Já Shaun Pinner, um veterano do Regimento Real Anglicano oriundo do Bedfordshire, que decidiu partir para a Ucrânia em 2018, tendo combatido em Rojava, tal como Aslin, declarou-se apaixonado pela Ucrânia, mal começou o conflito. «Agora estou casado. E com a minha cidade de adotiva de Mariupol sob ameaça de separatistas apoiados pelos russos, isso inspirou-me a ficar mais tempo», explicara ao Daily Mail, em janeiro, quando se multiplicavam os alertas das secretas ocidentais para o risco de uma invasão russa.

Quando a guerra começou, rapidamente ficou claro que o poderio militar russo atirado contra Mariupol era avassalador. «Não temos comida nem munições», transmitiu Aslin, através da sua conta de Twitter, onde dava pela alcunha de «Cossack Gundi», numa referência aos cossacos, o povo guerreiro que os ucranianos vêm como a base da sua nacionalidade. As forças ucranianas e os seus camaradas internacionais resistiram durante semanas, surpreendendo tudo e todos. Mas não dava mais, lamentou Aslin. «Não tivemos escolha que não render-nos às forças russas», continuou o britânico. «Espero que esta guerra acabe em breve».
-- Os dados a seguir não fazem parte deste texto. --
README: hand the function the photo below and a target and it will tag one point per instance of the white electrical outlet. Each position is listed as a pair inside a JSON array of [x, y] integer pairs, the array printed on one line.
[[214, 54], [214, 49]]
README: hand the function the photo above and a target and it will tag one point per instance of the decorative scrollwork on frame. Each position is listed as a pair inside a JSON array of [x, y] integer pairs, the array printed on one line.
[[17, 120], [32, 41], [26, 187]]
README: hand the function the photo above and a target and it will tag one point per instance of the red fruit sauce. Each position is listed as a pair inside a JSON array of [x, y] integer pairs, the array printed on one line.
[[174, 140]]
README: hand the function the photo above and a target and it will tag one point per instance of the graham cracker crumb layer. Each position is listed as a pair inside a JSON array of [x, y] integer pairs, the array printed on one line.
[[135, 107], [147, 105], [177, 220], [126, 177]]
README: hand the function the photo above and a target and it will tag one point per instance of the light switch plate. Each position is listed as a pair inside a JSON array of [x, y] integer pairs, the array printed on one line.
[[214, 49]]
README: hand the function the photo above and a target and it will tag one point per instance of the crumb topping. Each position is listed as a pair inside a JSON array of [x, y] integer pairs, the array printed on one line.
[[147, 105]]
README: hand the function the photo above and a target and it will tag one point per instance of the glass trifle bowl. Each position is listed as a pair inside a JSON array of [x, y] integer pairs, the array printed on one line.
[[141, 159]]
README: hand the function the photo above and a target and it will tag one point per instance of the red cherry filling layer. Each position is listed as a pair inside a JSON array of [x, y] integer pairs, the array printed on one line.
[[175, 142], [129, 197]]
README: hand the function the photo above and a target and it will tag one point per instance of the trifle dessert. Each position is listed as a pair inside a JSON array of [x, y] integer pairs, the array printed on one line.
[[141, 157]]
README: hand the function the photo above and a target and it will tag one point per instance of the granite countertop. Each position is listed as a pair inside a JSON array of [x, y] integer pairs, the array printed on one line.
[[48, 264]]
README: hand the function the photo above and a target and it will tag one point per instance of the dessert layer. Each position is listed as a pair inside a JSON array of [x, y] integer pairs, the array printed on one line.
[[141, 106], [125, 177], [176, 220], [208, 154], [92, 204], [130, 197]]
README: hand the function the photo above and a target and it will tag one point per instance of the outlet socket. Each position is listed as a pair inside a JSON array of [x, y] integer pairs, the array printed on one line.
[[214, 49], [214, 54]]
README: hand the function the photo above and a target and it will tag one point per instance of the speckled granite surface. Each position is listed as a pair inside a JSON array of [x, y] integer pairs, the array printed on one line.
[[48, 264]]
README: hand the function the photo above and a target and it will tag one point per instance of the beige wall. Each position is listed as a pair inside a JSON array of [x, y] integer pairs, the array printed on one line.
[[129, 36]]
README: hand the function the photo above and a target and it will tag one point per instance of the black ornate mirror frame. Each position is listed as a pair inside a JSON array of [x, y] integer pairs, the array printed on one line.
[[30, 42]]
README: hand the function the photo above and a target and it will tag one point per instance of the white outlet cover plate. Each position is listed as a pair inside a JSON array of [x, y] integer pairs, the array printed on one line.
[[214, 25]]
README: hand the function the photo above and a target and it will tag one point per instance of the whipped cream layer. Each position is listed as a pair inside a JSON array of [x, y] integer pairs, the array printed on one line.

Já Pinner certamente não ficou surpreendido com a condenação à morte, naquilo que é visto como uma tentativa do Kremlin para pressionar Londres, de maneira a que por sua vez pressione Kiev a libertar os soldados russos condenados por crimes de guerra. «Temo pela minha vida. Os russos irão tratar-nos de forma diferente se formos capturados porque somos britânicos», avisara, já antes da guerra, ao Daily Mail. «Isso está sempre na minha mente, que vou ser capturado».